Iraqi judge kidnapped
2006-05-25 14:20
Baghdad - Gunmen kidnapped a judge from the town, where ex-president Saddam Hussein was accused of having massacred nearly 150 Shi'ite villagers in the 1980s, said officials on Thursday.
An interior ministry source said that Dujail judge Walid Ahmed was travelling on a highway between Saddam's hometown of Tikrit and the city of Samarra when he was abducted from his car on Wednesday.
Saddam and seven co-defendants were facing charges of crimes against humanity and could face the death penalty if found guilty of ordering the Dujail killings.
Six bodies found
The Iraqi tribunal was hearing defence witnesses in the case, but there was no indication that the kidnapping was connected to trial proceedings.

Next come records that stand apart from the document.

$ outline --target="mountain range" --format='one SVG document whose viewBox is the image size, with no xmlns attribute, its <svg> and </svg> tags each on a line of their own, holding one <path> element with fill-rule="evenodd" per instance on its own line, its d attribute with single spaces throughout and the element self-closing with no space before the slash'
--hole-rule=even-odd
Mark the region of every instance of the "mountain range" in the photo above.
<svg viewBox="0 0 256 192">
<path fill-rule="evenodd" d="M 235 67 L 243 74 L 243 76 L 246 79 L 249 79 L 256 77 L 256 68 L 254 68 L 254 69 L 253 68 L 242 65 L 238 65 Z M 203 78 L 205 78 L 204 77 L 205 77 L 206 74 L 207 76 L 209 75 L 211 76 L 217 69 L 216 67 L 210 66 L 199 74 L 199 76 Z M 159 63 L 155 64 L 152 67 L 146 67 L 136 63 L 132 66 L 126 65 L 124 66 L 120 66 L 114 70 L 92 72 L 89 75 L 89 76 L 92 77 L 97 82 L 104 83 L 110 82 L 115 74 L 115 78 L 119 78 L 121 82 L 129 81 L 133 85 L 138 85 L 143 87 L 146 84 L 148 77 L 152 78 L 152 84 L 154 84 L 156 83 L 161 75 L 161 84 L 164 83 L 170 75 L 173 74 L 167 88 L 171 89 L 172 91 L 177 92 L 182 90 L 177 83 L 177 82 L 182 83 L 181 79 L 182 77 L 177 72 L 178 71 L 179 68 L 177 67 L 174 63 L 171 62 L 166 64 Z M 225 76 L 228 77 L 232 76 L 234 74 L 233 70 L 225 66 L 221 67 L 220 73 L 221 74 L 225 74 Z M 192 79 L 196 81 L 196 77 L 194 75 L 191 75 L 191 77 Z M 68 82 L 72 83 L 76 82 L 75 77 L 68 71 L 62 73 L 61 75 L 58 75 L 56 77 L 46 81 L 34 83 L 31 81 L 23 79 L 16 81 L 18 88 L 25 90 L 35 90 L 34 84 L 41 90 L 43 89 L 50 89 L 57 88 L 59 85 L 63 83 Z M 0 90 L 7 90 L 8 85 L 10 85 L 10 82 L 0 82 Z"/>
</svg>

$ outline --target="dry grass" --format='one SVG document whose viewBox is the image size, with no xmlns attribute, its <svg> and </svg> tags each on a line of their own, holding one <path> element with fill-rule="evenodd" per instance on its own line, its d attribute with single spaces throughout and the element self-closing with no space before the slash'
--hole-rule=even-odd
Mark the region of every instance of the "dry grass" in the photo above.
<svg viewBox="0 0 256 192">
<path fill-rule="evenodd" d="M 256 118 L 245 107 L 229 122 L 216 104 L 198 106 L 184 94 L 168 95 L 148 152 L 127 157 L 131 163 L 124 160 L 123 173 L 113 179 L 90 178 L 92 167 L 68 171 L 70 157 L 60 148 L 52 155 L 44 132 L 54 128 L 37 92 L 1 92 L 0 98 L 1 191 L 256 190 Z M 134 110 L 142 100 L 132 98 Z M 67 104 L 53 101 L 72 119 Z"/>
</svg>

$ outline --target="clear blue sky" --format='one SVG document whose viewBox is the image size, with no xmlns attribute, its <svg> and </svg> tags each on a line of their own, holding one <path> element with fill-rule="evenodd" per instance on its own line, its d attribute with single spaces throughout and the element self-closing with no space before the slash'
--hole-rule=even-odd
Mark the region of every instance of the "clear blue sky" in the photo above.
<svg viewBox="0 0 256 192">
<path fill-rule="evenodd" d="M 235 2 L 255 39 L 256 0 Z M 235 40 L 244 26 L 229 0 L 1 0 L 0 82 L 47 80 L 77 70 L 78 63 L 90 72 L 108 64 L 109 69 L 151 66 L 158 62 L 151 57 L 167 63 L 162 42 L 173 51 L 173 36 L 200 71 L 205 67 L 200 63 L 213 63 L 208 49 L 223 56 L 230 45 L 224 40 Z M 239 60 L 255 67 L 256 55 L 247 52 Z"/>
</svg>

Two Iranian truck drivers shipping propane were also kidnapped in separate incidents, northeast of Baghdad, on Thursday.
Meanwhile, authorities discovered the bodies of six people believed to have been killed in sectarian revenge murders that had swept Iraq since the beginning of the year.
An interior ministry source said that four bodies were found in Baghdad and two others were found in the restive city of Baquba.
Three civilians wounded
Eight Iraqis were injured in a spate of attacks in Baghdad, including a defence ministry official who was shot as he travelled to work in a car.
The sources said that general Khalil al-Aybadi was in Baghdad's southern Safaraniyah neighbourhood when gunmen ambushed his car.
In other parts of the capital, three civilians were wounded after two bombs exploded on the central Tahrir Square, sending a thick white cloud drifting over Tigris River.
An interior ministry official said that at least one of the explosions took place inside a building on Tahrir Square.
And on one of Baghdad's main throughways, Palestine Street, a roadside bomb targeting a police patrol injured two police officers. Two other officers were hurt in a bomb attack in the al-Jedidah area.